9. Disability. If the Employee incurs a disability, as defined in the Plan, during
his or her employment with the Company and Related Corporations and, prior to the Expiration Date,
the Employee’s employment is terminated as a consequence of such disability, this Option may be
exercised, to the extent of the number of shares with respect to which the Employee could have
exercised it on the date of such termination of employment, or to any greater extent permitted by
the Committee in its discretion, by the Employee, or in the event of the Employee’s legal
disability, by the Employee’s legal representative, at any time prior to the earlier of:

(a) The Expiration Date; or

(b) One year after the date of such termination of employment.
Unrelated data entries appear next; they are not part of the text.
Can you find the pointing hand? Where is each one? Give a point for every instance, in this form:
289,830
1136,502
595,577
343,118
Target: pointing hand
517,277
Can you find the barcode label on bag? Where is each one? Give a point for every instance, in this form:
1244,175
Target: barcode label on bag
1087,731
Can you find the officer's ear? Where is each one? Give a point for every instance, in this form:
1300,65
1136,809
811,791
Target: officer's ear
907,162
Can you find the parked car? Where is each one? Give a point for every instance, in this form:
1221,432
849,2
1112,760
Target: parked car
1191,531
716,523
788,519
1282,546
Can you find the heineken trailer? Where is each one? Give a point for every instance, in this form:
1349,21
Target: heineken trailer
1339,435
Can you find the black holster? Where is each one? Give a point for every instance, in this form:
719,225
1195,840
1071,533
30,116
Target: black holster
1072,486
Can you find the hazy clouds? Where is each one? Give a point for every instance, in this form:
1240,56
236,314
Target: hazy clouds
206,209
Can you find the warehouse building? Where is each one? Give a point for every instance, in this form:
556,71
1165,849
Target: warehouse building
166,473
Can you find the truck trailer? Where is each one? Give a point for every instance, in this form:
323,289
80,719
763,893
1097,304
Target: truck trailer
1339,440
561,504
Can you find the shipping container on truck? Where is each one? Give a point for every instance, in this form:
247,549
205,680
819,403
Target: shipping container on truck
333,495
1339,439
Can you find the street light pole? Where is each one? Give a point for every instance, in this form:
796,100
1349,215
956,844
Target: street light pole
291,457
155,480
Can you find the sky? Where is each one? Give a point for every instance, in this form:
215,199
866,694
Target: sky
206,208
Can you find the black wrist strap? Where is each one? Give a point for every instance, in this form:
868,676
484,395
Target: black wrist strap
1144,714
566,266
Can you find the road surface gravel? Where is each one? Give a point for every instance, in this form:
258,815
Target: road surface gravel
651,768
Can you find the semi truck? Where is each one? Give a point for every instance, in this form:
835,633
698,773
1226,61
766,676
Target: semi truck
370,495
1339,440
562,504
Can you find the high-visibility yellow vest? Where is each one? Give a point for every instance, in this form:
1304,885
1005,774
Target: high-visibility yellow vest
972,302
10. Death. If the Employee dies during his or her employment with the Company and
Related Corporations and prior to the Expiration Date, or if the Employee’s employment is
terminated for any reason (as described in Paragraphs 8 or 9 above) and the Employee dies following
his or her termination of employment but prior to the earliest of the Expiration Date or the
expiration of the period determined under Paragraph 8 or 9 above, this Option may be exercised, to
the extent of the number of shares with respect to which the Employee could have exercised it on
the date of his or her death, or to any greater extent permitted by the Committee, by the
Employee’s estate, personal representative or beneficiary who acquired the right to exercise this
Option by bequest or inheritance or by reason of the Employee’s death, at any time prior to the
earlier of:

(a) The Expiration Date; or

(b) One year after the date of the Employee’s death

11. Withholding of Taxes. The obligation of the Company to deliver shares of Common
Stock upon the exercise of the Option shall be subject to applicable federal, state and local tax
withholding requirements. If the exercise of any Option is subject to the withholding requirements
of applicable federal, state or local tax laws, the Committee, in its discretion, may permit the
Employee, subject to the provisions of the Plan and such additional withholding rules (the
“Withholding Rules”) as shall be adopted by the Committee, to satisfy the withholding tax, in whole
or in part, by electing to have the Company withhold (or by returning to the Company) shares of
Common Stock, which shares shall be valued, for this purpose, at their fair market value on the
date of exercise of the Option (or, if later, the date on which the Employee recognizes ordinary
income with respect to such exercise). An election to use shares of Common Stock to satisfy tax
withholding requirements must be made in compliance with and subject to the Withholding Rules. The
Committee may not withhold shares in excess of the number necessary to satisfy the minimum tax
withholding requirements.

12. Construction. Except as would be in conflict with any specific provision herein,
this Option Agreement is made under and subject to the provisions of the Plan as in effect on the
Grant Date and, except as would conflict with the provisions of this Option Agreement, all of the
provisions of the Plan as in effect on the Grant Date are hereby incorporated herein as provisions
of this Option Agreement. Notwithstanding the foregoing, provisions of this Option Agreement that
conflict with the Plan will be given effect only to the extent they do not exceed the Committee’s
discretion under the Plan.

13. Governing Law. This Non-Qualified Stock Option Agreement shall be governed by
applicable federal law and otherwise by the laws of the State of Delaware.